The conversation will cover (amongst other things): life in the British Overseas Territories, island mentality, claustrophobia, the slippery nature of projects, best laid plans, intent and loyalty, truth and fiction, and the impact of the photographer’s gender on safety, trust, and development.

Jon Tonks’ long term projects include ‘Empire’, an exploration of life on remote British Overseas Territories in the South Atlantic.  His practice and concerns relate to those of 'Big Fence / Pitcairn Island ', the last British overseas territory in the South Pacific Ocean.  Between them, Tonks and Adam have documented all of Britain’s most remote inhabited territories. 

Jon Tonks is a British photographer living in Bath, UK. His work focuses on telling stories about people’s lives shaped by history and geography. He holds an MA in Documentary Photography & Photojournalism from London College of Communication.
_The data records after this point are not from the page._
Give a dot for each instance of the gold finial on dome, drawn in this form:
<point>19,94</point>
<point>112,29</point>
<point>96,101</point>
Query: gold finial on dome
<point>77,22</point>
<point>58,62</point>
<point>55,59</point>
His work has been featured in The New York Times, The Guardian, Sunday Times, Telegraph and FT Weekend Magazines, Monocle, the British Journal of Photography and more. He has been shortlisted for the Taylor Wessing National Portrait Prize three times, twice for the Terry O’Neill award, and in 2014, Tonks was presented with the Vic Odden Award by the Royal Photographic Society for his first book Empire - a journey across the South Atlantic exploring life on four remote British Oveaseas Territories. 

His work is now in a number of private collections, both in the UK and abroad, including The Hyman Collection of British photography, The Martin Parr Foundation, and the Houston Museum of Fine Arts, Texas.


Rhiannon Adam was born in Co. Cork, Ireland and currently lives and works in London. She was educated at Central Saint Martins college of Art and Design (London), and at the University of Cambridge.

Adam's work is heavily influenced by her nomadic childhood spent at sea, sailing around the world with her parents. Little photographic evidence of this period in her life exists, igniting an interest in the influence of photography on recall, the notion of the photograph as a physical object, and the image as an intersection between fact and fiction – themes that continue throughout her work. 

Her long-term projects straddle the boundary between art photography and social documentary, while subject matter is often focused on narratives relating to myth, loneliness, and the passage of time, particularly in relation to isolated communities. The results of these explorations are captured almost exclusively in ambient light through the hazy abstraction of degrading instant-film materials and colour negative film. 

In 2015, supported by the BBC/Royal Geographical Society, Adam travelled to the remote island community of Pitcairn in the South Pacific. Pitcairn measures just two miles by one mile and is home to just 42 British subjects, descendants from the Mutiny on the Bounty. A decade ago, the island’s romantic image was tarnished by a string of high profile sexual abuse trials, as a result, islanders are particularly reticent about accepting outsiders. With trip duration dictated by the quarterly supply vessel, there would be no way off for three arduous months. Adam’s project is the first in-depth photographic project to take place on the island and is on show at Francesca Maffeo Gallery until 9th June 2018

As a part of her varied practice, Adam is also an occasional publisher and curator. Her imprint ‘Lost Cat’ was founded in 2013 with the release of Kevin Griffin's Omey Island: Last Man Standing, and until 2015, she was the resident curator at Gallery One and a Half, a photography led space in Hackney, London.

Her self-directed work has been widely featured in the press including the New York Times, M Magazine/Le Monde, Art Review, The Guardian, BBC, Vice, It’s Nice That, Dazed and Confused, Colors magazine and Loose Associations (published by the Photographer’s Gallery).

In addition, Adam can often be found teaching workshops and giving talks – recent appearances include the Royal Academy of Arts, the Photographer’s Gallery, Tate, V&A Museum and the Barbican.

Adam’s first book, Dreamlands, Wastelands (published by Jane and Jeremy) was released in 2014. In October 2017, Thames and Hudson published her exhaustive resource on instant photography - Polaroid: The Missing Manual, The Complete Creative Guide (translated titles vary).